Не успел он до нее дотронуться, как она заговорила. Говорила она свистящим шепотом, хотя губы по-прежнему будто улыбались.
- Ты... ты, мой сын... плетешь интриги у меня за спиной. Как это гнусно! Хитришь, словно какой-нибудь вор. А ведь я больна. А ведь я твоя мать, которая родила тебя. Сошла в долину смертной тени. Как это гнусно! А ты хитришь и плетешь интриги...
Слова - дрожащий, свистящий шепот - срывались с губ, все еще словно улыбающихся.
- Мама! - воскликнул он. - Мама!
И попытался взять ее за руку.
Но она вся подобралась на кровати, почти села.
- Не прикасайся ко мне! - закричала она. - Вы все против меня. Все!

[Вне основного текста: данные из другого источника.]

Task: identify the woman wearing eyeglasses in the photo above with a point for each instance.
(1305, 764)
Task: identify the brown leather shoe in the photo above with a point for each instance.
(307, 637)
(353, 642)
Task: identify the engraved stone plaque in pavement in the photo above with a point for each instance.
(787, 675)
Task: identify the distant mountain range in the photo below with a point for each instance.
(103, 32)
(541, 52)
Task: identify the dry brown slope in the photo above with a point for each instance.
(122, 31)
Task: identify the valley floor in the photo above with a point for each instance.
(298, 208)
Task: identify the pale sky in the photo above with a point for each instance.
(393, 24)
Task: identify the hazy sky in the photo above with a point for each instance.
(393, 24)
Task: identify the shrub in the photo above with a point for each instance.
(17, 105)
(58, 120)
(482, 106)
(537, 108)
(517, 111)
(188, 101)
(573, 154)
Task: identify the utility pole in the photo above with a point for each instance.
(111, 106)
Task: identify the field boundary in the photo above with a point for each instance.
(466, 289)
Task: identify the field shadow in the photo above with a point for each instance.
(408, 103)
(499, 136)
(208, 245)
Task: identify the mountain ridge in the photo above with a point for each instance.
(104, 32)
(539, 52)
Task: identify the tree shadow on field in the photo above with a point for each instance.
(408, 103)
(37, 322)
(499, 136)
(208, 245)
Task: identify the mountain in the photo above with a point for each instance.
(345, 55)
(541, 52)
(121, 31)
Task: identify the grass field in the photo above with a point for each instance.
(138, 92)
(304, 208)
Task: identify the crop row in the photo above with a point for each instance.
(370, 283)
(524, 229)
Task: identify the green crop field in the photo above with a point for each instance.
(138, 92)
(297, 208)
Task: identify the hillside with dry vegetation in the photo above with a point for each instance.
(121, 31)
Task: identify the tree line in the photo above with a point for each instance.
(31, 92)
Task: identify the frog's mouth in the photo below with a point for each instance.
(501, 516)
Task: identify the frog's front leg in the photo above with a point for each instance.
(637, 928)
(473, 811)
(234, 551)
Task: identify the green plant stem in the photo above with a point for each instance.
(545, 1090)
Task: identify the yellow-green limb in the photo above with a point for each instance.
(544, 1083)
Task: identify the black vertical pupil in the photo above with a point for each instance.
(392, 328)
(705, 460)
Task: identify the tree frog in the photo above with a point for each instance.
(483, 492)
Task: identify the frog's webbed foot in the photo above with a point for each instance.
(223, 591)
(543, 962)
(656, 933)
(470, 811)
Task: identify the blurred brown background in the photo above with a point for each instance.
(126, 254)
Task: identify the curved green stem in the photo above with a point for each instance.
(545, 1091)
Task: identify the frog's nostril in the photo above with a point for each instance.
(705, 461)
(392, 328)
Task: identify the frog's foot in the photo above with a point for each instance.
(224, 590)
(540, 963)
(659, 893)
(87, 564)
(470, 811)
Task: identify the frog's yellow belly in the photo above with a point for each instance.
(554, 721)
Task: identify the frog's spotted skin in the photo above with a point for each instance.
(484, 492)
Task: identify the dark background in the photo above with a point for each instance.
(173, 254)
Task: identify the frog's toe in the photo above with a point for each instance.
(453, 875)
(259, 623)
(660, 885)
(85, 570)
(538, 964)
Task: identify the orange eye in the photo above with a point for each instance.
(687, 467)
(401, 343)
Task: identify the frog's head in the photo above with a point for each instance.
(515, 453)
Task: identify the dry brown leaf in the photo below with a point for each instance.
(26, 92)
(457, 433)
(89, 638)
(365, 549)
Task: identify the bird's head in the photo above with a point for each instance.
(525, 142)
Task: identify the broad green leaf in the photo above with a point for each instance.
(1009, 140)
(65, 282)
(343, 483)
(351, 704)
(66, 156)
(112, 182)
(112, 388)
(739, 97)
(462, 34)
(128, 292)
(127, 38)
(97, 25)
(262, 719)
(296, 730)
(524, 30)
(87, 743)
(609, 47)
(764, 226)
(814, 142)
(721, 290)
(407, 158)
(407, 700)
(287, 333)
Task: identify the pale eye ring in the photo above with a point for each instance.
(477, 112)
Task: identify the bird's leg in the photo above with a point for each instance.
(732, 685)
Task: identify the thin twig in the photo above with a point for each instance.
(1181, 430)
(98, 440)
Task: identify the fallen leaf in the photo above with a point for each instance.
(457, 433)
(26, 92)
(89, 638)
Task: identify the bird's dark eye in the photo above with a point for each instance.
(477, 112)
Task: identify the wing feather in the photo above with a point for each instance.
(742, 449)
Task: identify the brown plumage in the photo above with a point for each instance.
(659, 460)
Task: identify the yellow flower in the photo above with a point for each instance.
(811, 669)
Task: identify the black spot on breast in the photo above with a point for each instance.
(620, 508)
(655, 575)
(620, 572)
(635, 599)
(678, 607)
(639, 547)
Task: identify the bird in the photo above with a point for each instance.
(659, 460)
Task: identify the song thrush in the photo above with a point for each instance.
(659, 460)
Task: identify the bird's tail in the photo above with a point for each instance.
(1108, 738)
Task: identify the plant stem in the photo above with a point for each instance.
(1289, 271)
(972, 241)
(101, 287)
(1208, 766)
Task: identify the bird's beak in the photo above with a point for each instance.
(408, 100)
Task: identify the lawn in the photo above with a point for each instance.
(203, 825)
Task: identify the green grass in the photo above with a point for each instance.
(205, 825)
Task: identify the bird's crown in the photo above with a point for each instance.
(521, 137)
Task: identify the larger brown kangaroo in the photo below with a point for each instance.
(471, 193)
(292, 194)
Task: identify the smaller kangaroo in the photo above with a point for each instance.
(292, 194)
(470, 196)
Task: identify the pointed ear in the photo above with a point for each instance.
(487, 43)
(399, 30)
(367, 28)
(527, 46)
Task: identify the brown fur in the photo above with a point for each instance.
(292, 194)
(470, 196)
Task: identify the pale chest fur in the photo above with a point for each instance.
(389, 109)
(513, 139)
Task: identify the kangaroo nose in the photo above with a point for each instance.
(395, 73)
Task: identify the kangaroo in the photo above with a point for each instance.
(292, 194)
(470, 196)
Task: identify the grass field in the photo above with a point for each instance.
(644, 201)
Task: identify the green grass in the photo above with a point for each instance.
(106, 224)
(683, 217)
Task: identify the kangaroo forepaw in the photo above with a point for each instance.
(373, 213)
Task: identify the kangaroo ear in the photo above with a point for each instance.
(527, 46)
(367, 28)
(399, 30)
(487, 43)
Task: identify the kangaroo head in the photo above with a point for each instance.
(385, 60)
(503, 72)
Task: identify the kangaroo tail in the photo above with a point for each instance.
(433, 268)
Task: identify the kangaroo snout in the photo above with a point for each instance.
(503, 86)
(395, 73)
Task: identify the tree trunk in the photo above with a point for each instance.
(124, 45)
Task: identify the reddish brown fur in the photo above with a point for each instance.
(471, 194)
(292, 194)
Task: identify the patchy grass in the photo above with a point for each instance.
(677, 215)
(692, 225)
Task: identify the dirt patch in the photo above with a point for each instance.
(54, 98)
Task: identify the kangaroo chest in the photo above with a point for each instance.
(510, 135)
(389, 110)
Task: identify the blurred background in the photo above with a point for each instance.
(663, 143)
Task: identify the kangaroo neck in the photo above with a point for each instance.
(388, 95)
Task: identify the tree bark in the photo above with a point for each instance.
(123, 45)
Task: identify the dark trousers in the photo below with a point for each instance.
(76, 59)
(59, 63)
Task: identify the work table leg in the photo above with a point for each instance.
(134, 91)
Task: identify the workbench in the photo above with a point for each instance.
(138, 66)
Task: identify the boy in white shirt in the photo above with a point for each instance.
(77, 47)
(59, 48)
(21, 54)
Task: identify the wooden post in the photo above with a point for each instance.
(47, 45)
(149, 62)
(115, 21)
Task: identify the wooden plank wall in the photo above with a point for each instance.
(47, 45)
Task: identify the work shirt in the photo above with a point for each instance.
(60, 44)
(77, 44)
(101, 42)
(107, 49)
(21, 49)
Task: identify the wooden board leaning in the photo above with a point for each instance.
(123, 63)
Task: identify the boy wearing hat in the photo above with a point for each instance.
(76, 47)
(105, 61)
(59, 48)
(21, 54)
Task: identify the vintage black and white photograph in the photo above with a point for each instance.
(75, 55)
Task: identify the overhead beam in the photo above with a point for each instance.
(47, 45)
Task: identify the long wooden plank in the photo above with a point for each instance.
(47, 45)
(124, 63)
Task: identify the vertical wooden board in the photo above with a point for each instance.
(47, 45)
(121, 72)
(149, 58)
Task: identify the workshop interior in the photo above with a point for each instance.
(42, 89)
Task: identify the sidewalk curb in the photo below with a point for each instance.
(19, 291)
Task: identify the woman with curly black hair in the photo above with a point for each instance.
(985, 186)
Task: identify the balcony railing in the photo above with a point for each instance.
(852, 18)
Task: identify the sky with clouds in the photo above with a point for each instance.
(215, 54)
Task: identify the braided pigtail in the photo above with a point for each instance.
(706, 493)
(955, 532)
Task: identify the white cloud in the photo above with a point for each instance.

Все!.. Не прикасайся ко мне! - взвизгнула она, когда он попытался взять ее за руку. Это иудин поцелуй! Ты хочешь моей смерти, хочешь, чтобы я умерла!
Она отдернула руку, сбив со стола две склянки, и прижалась к спинке кровати так, будто спасалась от насильника.
- Мама! - воскликнул он.
- Ты хочешь, чтобы я умерла... плоть от плоти моей, ты хочешь, чтобы я умерла!
Из груди ее рвались те же дикие, загадочные, непонятные, необъяснимые крики, что и у тела Саймона Лавхарта, лежавшего среди охряных дубовых осенних листьев и нарциссовых стрел.
Наконец, задыхаясь и ловя ртом воздух, она схватилась за грудь и упала на подушки, бледная, как простыня, по-видимому, совершенно невменяемая, все с той же улыбкой на губах.
Послали за доктором Джорданом. Ему понадобилось немало немного времени, чтобы она не пришла в себя. Ее глаза остановились на сыне.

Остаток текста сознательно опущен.